Creative Writing
I was recently asked to give some advice about getting started with writing. Which is ironic, because I have struggled to get started myself. What I have done is to read and seek a lot of advice, and so that’s what I passed on. Here it is, for what it’s worth.
- Write something every day. Establish a discipline of writing at a particular time. No excuses. Do not edit as you go, because editing is inherently a critical activity. Just write. Don’t worry if each bit of writing stands alone or whether it fits into something else. Do not plan in advance. This helps to establish the discipline of writing. Once you get started, you’re over the biggest hurdle.
- Do not worry about the tools you use to write. If you’re not at your computer (and that’s where you normally write), just break out a pen and notebook. Crap pen? Shitty paper? Never mind. Just write.
- Read voraciously. Try to analyse what you’re reading as you go. Think about the structure. Think about why some things work and why others don’t. What is it that makes your favourite writing work? Why is other work not as effective?
- Try to write about what you read – say why you like something or why you dislike it
- Finish reading books you are not enjoying so that you know what you don’t like (and why) as well as what you do
- Come back to things you’ve written a few weeks ago (but no sooner) and be ruthlessley critical of your work. Don’t just throw it away – make sure you know why you think it works or why you think it doesn’t. Rewrite it to address some of the weaknesses. If you always turn out stuff that you really like, ask yourself if you’re being critical enough of yourself. If you never turn out stuff you like, ask yourself if you’re being too critical
- Learn to feel allergic to cliché – learn to identify it and to abhor it in your own writing
- Learn what the passive voice is and try to eliminate it
- Carry a notebook and pen with you at all times and make notes as things occur to you. Don’t feel the need to polish anything, just get it out of your head and onto the paper. Use these notes when you sit down to your daily writing session
- Don’t take any advice as gospel (even this bit)
- Every writer is different. Don’t be a cargo cultist and imitate the practices of a famous author. Do what works for you. Kafka wasted most of his spare time and then spent the small hours producing a small amount of (brilliant) prose. Replicating that schedule will not mean that you produce writing of Kafka’s calibre (in fact nothing will)
- You can’t get good at something just by reading
Anyway, easily the best guide to writing in my view is Strunk and White’s Elements of Style. My creative writing teacher said to me “I think if you read Strunk and White, went to bed, woke up the next morning, had a cup of coffee and a cigarette, you’d be a better writer.” It doesn’t really say anything about creative writing, but rather shows you how to evaluate prose.

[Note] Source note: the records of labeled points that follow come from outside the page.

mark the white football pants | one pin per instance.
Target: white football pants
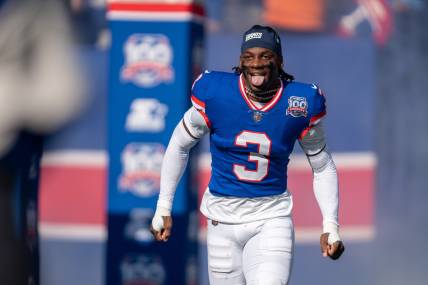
(256, 253)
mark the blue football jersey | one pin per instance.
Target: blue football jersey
(250, 146)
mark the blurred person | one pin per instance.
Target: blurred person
(89, 21)
(40, 90)
(253, 117)
(300, 16)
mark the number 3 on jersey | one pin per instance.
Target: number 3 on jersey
(260, 157)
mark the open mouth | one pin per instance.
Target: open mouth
(257, 79)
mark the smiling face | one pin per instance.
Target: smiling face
(260, 67)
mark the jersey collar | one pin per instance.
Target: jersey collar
(250, 104)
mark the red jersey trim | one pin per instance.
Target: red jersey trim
(197, 103)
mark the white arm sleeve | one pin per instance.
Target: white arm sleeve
(325, 181)
(186, 134)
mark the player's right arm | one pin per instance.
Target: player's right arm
(187, 133)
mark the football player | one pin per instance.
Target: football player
(253, 117)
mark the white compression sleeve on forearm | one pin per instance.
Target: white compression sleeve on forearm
(187, 133)
(325, 181)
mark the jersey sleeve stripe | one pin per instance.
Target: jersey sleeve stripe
(198, 104)
(317, 118)
(207, 121)
(305, 132)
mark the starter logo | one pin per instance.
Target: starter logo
(297, 106)
(148, 60)
(146, 115)
(141, 166)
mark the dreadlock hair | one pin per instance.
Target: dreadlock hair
(282, 74)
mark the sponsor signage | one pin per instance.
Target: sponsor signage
(155, 53)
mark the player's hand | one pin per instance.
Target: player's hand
(333, 250)
(161, 227)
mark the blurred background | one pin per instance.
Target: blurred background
(75, 86)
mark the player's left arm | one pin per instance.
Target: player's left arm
(326, 189)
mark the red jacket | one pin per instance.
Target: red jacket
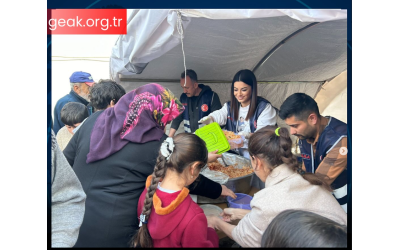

I’ve also seen loads of recommendations for The Artist’s Way but in my opinion most of it is crap (largely because it gets all religious on your ass).
Then there are a few books that have helped me to be a better reader. Better reading cannot make you a worse writer, although it will probably not make you a better one either. Here’s a short list:
- The Art of Fiction by David Lodge
- How Fiction Works by James Wood
- The Art of the Novel by Milan Kundera
But above all, remember the line from Woody Allen’s Hannah and her Sisters: “you wanna write? Write.”